Es ist ein ernüchternder Film: Junge Männer und Frauen (manche von ihnen mit Kindern), die von Poveda vorgestellt werden, sind nach kurzer Zeit tot. Er zeigt ihre leblosen Körper im Leichenschauhaus mitsamt der Einschusslöcher, während die Bestatter müde seufzen. Der Drang nach der Wahrheit und dem ungeschönten Realismus in seinen Bildern wurde dem Regisseur selbst zum Verhängnis: Im September 2009 wurde er von einer Jugendbande in El Salvador auf offener Straße überfallen und ermordet. Sein Vermächtnis wirft einen bitteren und authentischen Blick hinein in die Bandenkonflikte, die auch dieser Film – so bitter es auch klingt – nicht lösen kann.

David Siems

San Salvador. In den Außenvierteln der Hauptstadt wüten Banden, die den Menschen und sich selbst das Leben schwer machen.

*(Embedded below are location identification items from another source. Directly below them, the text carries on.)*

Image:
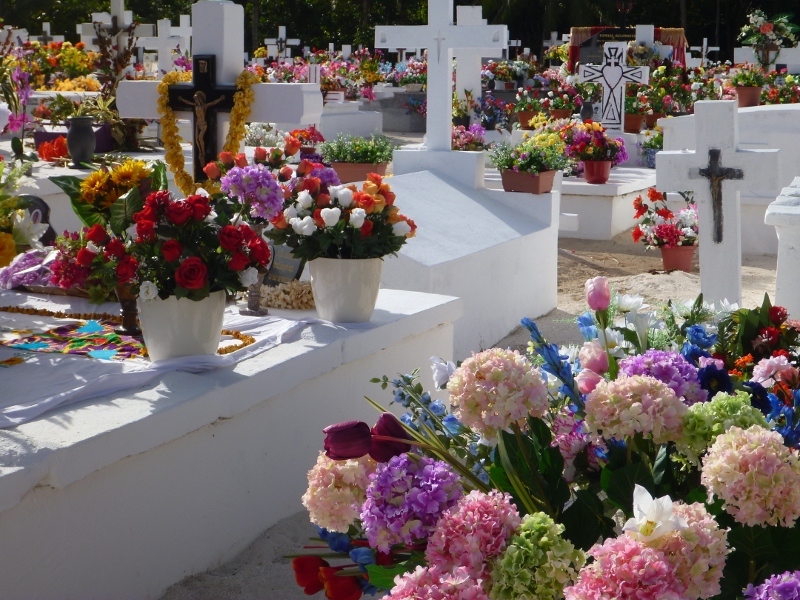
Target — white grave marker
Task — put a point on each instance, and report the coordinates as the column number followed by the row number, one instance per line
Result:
column 613, row 75
column 716, row 173
column 441, row 38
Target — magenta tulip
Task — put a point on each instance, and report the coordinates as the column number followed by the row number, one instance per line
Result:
column 598, row 294
column 350, row 439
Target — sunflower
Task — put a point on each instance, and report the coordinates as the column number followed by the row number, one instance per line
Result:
column 129, row 174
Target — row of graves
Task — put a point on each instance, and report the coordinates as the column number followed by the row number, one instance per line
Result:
column 163, row 470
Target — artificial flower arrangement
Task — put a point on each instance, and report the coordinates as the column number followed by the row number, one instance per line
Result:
column 376, row 149
column 468, row 138
column 660, row 227
column 588, row 141
column 659, row 460
column 322, row 219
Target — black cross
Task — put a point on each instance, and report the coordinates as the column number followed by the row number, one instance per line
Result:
column 716, row 174
column 205, row 99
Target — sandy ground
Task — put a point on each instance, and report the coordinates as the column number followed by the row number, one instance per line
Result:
column 261, row 572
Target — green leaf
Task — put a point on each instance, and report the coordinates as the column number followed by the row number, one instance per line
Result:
column 619, row 483
column 123, row 209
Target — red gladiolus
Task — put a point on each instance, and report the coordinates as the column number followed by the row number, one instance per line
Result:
column 388, row 426
column 307, row 575
column 349, row 439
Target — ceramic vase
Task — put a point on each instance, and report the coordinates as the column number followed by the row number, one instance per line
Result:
column 80, row 141
column 172, row 328
column 345, row 290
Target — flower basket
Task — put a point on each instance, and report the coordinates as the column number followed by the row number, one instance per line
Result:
column 345, row 290
column 677, row 258
column 597, row 171
column 351, row 172
column 518, row 181
column 173, row 327
column 633, row 123
column 748, row 95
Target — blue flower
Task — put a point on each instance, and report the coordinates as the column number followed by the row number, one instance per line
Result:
column 697, row 335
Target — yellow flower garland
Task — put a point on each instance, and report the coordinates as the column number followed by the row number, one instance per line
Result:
column 242, row 103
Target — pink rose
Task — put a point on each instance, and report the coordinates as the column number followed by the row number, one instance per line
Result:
column 598, row 293
column 593, row 357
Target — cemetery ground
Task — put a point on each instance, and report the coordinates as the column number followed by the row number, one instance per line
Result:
column 261, row 571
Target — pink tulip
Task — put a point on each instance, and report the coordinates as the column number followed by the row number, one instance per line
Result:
column 587, row 380
column 598, row 294
column 593, row 357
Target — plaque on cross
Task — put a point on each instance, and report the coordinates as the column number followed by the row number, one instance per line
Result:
column 613, row 74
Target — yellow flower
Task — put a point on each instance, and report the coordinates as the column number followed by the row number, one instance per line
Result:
column 8, row 249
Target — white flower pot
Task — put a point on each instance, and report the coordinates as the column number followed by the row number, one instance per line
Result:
column 345, row 290
column 173, row 328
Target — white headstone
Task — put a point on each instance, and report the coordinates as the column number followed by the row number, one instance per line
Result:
column 716, row 173
column 441, row 38
column 613, row 74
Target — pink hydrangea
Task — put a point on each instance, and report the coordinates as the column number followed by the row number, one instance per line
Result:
column 755, row 475
column 626, row 569
column 698, row 552
column 473, row 532
column 495, row 388
column 638, row 404
column 336, row 491
column 435, row 583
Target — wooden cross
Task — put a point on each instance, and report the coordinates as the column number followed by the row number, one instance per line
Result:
column 716, row 174
column 613, row 74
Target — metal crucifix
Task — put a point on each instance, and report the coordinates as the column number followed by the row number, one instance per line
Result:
column 716, row 174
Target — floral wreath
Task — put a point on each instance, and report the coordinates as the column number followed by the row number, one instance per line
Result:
column 242, row 103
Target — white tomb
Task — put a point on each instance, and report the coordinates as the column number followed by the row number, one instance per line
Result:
column 775, row 126
column 123, row 495
column 716, row 172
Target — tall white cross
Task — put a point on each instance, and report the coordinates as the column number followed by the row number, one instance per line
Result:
column 716, row 173
column 441, row 37
column 279, row 47
column 613, row 75
column 704, row 50
column 219, row 31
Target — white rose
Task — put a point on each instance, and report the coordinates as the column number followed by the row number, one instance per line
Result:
column 357, row 216
column 330, row 216
column 304, row 199
column 148, row 290
column 249, row 276
column 345, row 197
column 401, row 228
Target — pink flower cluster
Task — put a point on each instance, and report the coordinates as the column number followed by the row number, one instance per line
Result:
column 436, row 583
column 755, row 475
column 698, row 552
column 472, row 533
column 638, row 404
column 493, row 389
column 336, row 491
column 626, row 569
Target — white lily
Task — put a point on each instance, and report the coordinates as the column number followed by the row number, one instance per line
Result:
column 652, row 517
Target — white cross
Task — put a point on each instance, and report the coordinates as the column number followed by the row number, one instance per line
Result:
column 717, row 143
column 613, row 74
column 279, row 47
column 704, row 50
column 219, row 30
column 443, row 37
column 164, row 44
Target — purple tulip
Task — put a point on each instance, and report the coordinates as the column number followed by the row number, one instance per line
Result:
column 350, row 439
column 388, row 426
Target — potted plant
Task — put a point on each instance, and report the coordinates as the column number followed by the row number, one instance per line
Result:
column 526, row 106
column 589, row 143
column 344, row 232
column 353, row 157
column 674, row 234
column 749, row 80
column 531, row 165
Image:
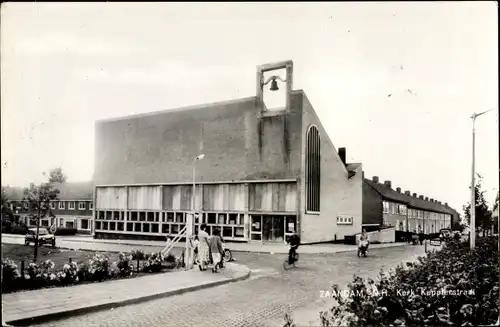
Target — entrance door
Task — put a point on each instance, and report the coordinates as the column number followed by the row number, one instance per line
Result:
column 273, row 229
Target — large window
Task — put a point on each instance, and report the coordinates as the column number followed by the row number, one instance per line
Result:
column 386, row 207
column 313, row 170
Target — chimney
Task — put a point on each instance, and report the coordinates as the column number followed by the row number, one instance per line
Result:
column 342, row 155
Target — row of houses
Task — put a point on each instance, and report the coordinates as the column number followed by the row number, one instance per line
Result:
column 265, row 174
column 74, row 209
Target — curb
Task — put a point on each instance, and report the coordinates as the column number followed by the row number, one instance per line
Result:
column 104, row 306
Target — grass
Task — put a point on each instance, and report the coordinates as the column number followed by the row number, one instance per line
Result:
column 60, row 256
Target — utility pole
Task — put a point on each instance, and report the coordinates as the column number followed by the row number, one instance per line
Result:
column 473, row 186
column 39, row 203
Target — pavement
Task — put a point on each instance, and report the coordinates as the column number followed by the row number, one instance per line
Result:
column 281, row 248
column 27, row 308
column 261, row 300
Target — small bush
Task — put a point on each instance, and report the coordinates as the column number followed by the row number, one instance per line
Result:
column 124, row 265
column 65, row 231
column 137, row 255
column 9, row 271
column 99, row 267
column 153, row 262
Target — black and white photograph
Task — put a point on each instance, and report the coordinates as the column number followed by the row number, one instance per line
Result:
column 250, row 164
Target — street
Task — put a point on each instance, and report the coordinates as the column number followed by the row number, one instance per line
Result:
column 261, row 300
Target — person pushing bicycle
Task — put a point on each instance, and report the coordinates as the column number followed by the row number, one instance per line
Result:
column 294, row 242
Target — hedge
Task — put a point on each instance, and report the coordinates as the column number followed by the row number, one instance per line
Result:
column 65, row 231
column 18, row 230
column 454, row 286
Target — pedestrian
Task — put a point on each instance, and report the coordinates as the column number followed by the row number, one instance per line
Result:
column 216, row 249
column 203, row 247
column 196, row 244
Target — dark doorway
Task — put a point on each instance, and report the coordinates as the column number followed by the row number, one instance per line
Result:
column 273, row 228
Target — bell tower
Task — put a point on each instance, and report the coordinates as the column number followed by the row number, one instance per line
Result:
column 275, row 83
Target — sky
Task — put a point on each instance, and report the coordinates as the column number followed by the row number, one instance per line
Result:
column 66, row 65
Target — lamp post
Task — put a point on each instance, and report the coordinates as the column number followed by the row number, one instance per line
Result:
column 473, row 188
column 190, row 223
column 39, row 203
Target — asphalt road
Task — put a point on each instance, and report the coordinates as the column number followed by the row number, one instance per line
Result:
column 261, row 300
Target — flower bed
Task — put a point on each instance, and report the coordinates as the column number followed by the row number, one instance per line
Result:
column 454, row 286
column 99, row 268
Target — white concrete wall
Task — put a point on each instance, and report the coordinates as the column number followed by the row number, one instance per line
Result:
column 387, row 235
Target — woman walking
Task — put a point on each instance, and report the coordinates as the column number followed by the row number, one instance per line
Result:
column 216, row 249
column 203, row 247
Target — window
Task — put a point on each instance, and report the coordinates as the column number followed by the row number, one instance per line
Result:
column 386, row 207
column 85, row 223
column 313, row 170
column 344, row 220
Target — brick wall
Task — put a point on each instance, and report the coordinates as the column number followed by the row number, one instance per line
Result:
column 372, row 205
column 339, row 195
column 160, row 147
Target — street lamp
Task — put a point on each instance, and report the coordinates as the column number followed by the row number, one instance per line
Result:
column 39, row 203
column 473, row 189
column 190, row 222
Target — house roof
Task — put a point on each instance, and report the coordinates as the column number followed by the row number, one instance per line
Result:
column 67, row 191
column 388, row 193
column 13, row 193
column 75, row 190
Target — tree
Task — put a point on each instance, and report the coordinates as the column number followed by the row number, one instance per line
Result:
column 495, row 204
column 483, row 214
column 7, row 214
column 56, row 175
column 39, row 206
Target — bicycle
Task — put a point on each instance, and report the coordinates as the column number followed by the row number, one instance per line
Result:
column 286, row 264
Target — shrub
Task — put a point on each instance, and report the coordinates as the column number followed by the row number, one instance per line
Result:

Vor allem die MS (Mara Salvatrucha) und die „18“ sind sich spinnefeind. Ihre Mitglieder bekriegen sich auf Leben und Tod. Ein Ende ist nicht abzusehen. Zu viele sind schon getötet worden. Allein in diesem Dokumentarfilm wohnt man der echten und keineswegs nachgestellten Beerdigung von vier oder fünf Ermordeten bei.

Es ist ein Teufelskreis: Armut, Aussichtslosigkeit, Hass, Mord, Vergeltung, Drogenabhängigkeit – und unbedingte Machterhaltung.

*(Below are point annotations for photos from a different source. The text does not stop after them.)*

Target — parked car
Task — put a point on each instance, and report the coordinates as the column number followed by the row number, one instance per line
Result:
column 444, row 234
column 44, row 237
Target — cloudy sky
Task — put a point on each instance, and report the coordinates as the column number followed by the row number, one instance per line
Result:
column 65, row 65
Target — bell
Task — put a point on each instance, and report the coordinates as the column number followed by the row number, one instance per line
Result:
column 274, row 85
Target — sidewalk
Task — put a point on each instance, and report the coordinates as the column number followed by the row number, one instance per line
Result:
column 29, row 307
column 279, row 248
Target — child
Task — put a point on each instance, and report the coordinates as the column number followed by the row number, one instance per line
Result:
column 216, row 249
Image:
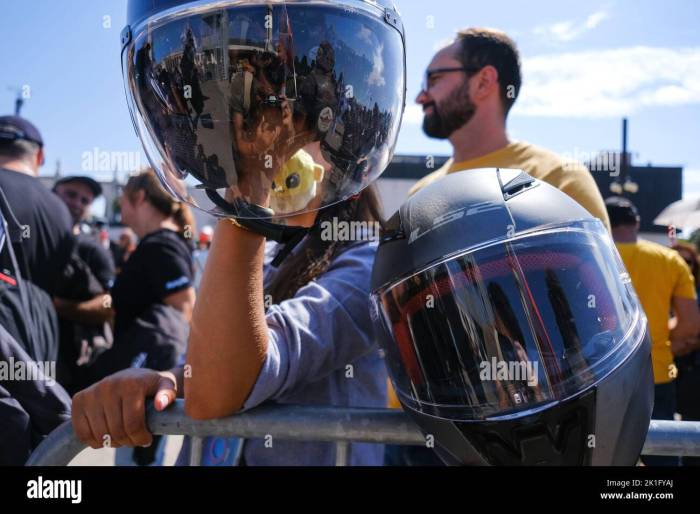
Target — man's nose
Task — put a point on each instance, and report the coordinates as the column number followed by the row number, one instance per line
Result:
column 422, row 97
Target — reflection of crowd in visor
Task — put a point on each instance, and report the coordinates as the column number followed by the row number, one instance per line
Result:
column 236, row 128
column 450, row 322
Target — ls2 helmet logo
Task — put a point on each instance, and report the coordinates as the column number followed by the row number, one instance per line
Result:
column 453, row 216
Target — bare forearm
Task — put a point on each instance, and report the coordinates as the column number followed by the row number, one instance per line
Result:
column 228, row 338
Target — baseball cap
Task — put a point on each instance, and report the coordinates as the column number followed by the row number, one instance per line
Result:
column 93, row 184
column 13, row 128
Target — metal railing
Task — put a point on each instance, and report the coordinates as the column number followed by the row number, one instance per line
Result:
column 323, row 424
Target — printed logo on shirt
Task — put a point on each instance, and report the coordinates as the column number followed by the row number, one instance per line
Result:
column 180, row 282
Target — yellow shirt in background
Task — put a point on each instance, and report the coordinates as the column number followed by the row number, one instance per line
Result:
column 658, row 274
column 570, row 177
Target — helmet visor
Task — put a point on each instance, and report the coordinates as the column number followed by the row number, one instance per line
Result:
column 290, row 106
column 510, row 326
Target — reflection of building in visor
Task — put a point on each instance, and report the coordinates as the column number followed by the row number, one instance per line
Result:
column 470, row 336
column 226, row 93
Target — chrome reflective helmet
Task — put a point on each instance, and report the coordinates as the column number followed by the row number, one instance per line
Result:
column 511, row 330
column 269, row 109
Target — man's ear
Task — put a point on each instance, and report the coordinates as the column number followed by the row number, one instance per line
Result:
column 40, row 159
column 137, row 198
column 485, row 83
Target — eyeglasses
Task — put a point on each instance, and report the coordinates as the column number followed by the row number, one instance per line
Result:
column 429, row 79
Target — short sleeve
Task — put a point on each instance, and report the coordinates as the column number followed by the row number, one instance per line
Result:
column 685, row 283
column 324, row 328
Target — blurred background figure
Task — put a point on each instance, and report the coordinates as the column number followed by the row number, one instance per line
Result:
column 85, row 310
column 123, row 248
column 688, row 381
column 664, row 284
column 46, row 242
column 153, row 296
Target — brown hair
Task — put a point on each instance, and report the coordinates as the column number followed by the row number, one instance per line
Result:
column 694, row 265
column 148, row 182
column 315, row 254
column 481, row 47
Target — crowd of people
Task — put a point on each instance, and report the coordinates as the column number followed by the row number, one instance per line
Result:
column 121, row 318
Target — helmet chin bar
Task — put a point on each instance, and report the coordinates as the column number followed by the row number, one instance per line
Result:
column 249, row 216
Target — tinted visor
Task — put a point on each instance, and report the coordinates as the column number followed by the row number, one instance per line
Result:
column 510, row 326
column 289, row 106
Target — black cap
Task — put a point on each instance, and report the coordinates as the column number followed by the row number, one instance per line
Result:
column 13, row 128
column 93, row 184
column 621, row 211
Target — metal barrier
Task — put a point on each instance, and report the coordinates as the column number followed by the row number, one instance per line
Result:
column 323, row 424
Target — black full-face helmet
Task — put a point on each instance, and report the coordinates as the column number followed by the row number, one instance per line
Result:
column 511, row 329
column 268, row 109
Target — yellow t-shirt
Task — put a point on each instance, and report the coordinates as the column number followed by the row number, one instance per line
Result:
column 658, row 274
column 570, row 177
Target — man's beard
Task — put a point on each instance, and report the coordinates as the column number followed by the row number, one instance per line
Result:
column 453, row 113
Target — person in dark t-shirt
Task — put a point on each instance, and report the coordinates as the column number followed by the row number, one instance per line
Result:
column 85, row 308
column 161, row 270
column 47, row 239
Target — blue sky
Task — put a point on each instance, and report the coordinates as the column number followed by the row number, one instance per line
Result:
column 586, row 65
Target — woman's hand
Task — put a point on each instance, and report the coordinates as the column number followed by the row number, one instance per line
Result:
column 112, row 413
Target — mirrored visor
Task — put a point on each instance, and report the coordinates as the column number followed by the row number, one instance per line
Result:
column 288, row 107
column 510, row 326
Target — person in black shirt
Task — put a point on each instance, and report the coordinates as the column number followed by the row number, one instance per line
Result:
column 153, row 295
column 86, row 310
column 161, row 268
column 47, row 239
column 79, row 193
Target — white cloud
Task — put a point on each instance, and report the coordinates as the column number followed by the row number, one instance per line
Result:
column 565, row 31
column 609, row 83
column 366, row 35
column 376, row 78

Auch Frauen, die meisten tätowiert, und Kinder gehören den Gangs an. Es werden Versuche unternommen, aus dem Elend herauszufinden, hier beispielsweise durch den Aufbau einer Bäckerei, deren Produkte verkauft und teilweise verschenkt werden.

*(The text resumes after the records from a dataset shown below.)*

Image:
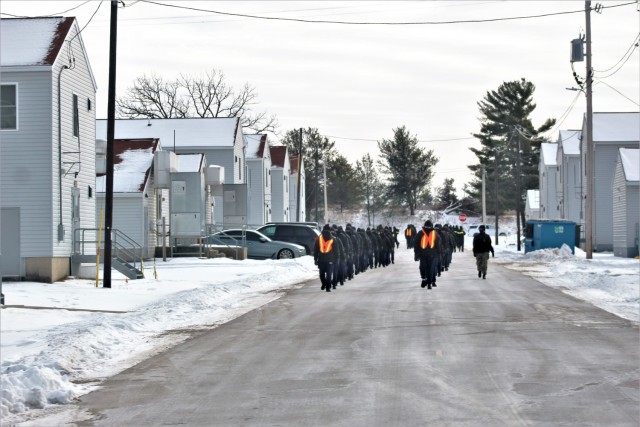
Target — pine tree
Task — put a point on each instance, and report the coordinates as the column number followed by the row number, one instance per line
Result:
column 408, row 167
column 510, row 148
column 315, row 150
column 370, row 187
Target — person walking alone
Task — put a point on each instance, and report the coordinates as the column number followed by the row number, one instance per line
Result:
column 481, row 248
column 426, row 249
column 326, row 257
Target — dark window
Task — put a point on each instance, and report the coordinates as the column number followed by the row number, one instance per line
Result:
column 76, row 117
column 8, row 107
column 269, row 231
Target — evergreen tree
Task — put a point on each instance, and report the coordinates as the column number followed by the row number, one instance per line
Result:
column 315, row 150
column 408, row 167
column 370, row 187
column 446, row 195
column 510, row 148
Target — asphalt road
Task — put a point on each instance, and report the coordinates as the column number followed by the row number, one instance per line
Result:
column 382, row 351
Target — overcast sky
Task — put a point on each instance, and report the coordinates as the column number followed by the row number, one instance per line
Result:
column 356, row 83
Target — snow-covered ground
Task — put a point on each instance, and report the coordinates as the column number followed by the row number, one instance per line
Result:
column 83, row 334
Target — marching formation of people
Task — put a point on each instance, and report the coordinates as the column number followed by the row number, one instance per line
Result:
column 433, row 247
column 340, row 254
column 481, row 248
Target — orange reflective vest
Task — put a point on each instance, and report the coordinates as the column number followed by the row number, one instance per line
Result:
column 325, row 246
column 428, row 239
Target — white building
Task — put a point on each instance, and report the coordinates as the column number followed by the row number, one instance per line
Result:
column 626, row 203
column 548, row 178
column 570, row 182
column 611, row 131
column 258, row 155
column 219, row 139
column 136, row 201
column 297, row 189
column 47, row 145
column 280, row 175
column 532, row 205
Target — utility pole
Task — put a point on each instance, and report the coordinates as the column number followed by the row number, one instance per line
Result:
column 324, row 168
column 111, row 108
column 298, row 206
column 589, row 167
column 484, row 196
column 316, row 183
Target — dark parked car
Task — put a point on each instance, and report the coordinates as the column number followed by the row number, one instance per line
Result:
column 258, row 245
column 301, row 234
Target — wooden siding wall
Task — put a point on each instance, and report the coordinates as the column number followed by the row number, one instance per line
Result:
column 255, row 193
column 26, row 160
column 74, row 81
column 626, row 214
column 29, row 156
column 571, row 189
column 278, row 196
column 606, row 156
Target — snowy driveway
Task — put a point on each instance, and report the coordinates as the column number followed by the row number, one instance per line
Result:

Aber immer wieder wird ein solcher Kreislauf durchbrochen. Denn die Polizei ist misstrauisch. Verhaftungen und Gefängnisurteile sind an der Tagesordnung. Das Verhältnis zwischen den Banden und den Sicherheitskräften sowie der Justiz ist über den Hass noch nicht hinausgekommen.

Einige Personen, Lebensbilder und Schicksale werden in diesem Film besonders herausgestellt und beobachtet.

Die Bandenmitglieder halten zusammen wie Pech und Schwefel. Sie haben und feiern ihre ganz eigenen Rituale. Die Abkehr von der normalen Gesellschaft und der Fanatismus der Gangs sind grenzenlos.

Über ein Jahr hat der französische Regisseur Christian Poveda – im September 2009 wurde er selbst getötet – am Beispiel der Gang „18“ diese schlimmen und traurigen Geschehnisse dokumentiert. Es ist ein eindrucksvoller, wahrhaftiger, grausamer Film geworden. Ein grausiger Blick auf einen Teil unserer Gesellschaft und unserer Welt. Vielleicht dient er der Abschreckung.

Jedenfalls ist es auch das Vermächtnis eines der intensiven Ausübung seines Berufes zum Opfer gefallenen Künstlers.